Les Verts sont à l’évidence les grands vainqueurs de cette élection. Ils ont profité de ce vote-avertissement contre le PS, de la qualité de ses principaux candidats, de la sensibilité croissante aux questions écologiques et du rejet de la politique de Sarkozy, car les Verts ont été sans ambigüité sur leur positionnement politique. C’est spectaculaire dans des villes comme Bourg-la-Reine dont la composition sociologique (couches moyennes, moyennes-supérieures) est le cœur de cible habituel. Le très mauvais score du Modem tient dans le positionnement hyper personnel de la campagne, alors même que l’Europe était un thème privilégié de François Bayrou. Mais en se fixant comme seul horizon les présidentielles, il s’est trompé d’élection. Il pensait récupérer les déçus du PS (comme il l’avait fait en partie en 2007) en chargeant Sarkozy.
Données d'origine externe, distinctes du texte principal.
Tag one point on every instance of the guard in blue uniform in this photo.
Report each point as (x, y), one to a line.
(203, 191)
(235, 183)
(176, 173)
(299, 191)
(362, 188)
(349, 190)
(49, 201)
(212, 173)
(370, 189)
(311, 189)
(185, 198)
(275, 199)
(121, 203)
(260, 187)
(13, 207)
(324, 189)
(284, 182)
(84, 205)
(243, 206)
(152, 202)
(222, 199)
En se trompant d’élections et en attaquant en fin de course bassement Dany Cohn-Bendit, il a suscité un mouvement de rejet de cet électorat volatile de gauche qui s’est réorienté vers les Verts d’autant que ces derniers étaient sans ambiguïté sur leurs alliances.
Le score du Front de gauche n’est pas à la hauteur des espérances de Jean-Luc Mélenchon mais, avec plus de 6%, il redonne un peu d’air à cette gauche de la gauche qui souhaite une vraie alliance gouvernementale à la différence du NPA de Besancenot qui se trouve sanctionné.

Cela conduit à nuancer les messages de victoire de l’UMP. C’est évidemment un score élevé et, surtout, l’écart dans une élection à un tour est très important avec le second. Sarkozy le doit à sa capacité à réunir toutes les droites. Il y a donc bien victoire car, en face, c’est l’atomisation qui prédomine. L’addition des voix de droite montre cependant qu’il ne dispose pratiquement pas de réserves à droite. Tout le jeu du président sera donc de dire que ses réserves se trouvent, entre autres, chez les Verts. On doit s’attendre à de grandes déclarations de principe sur l’urgence écologique qui, comme on l’a vu déjà, sont contredites par la réalité de sa politique. Toute la propagande officielle est mobilisée pour dire que ce sont les pseudo-réformes qui sont plébiscitées. Il y a donc du travail sur la planche pour le nouveau parti socialiste et, plus généralement, pour tous ceux qui souhaitent dessiner un autre avenir.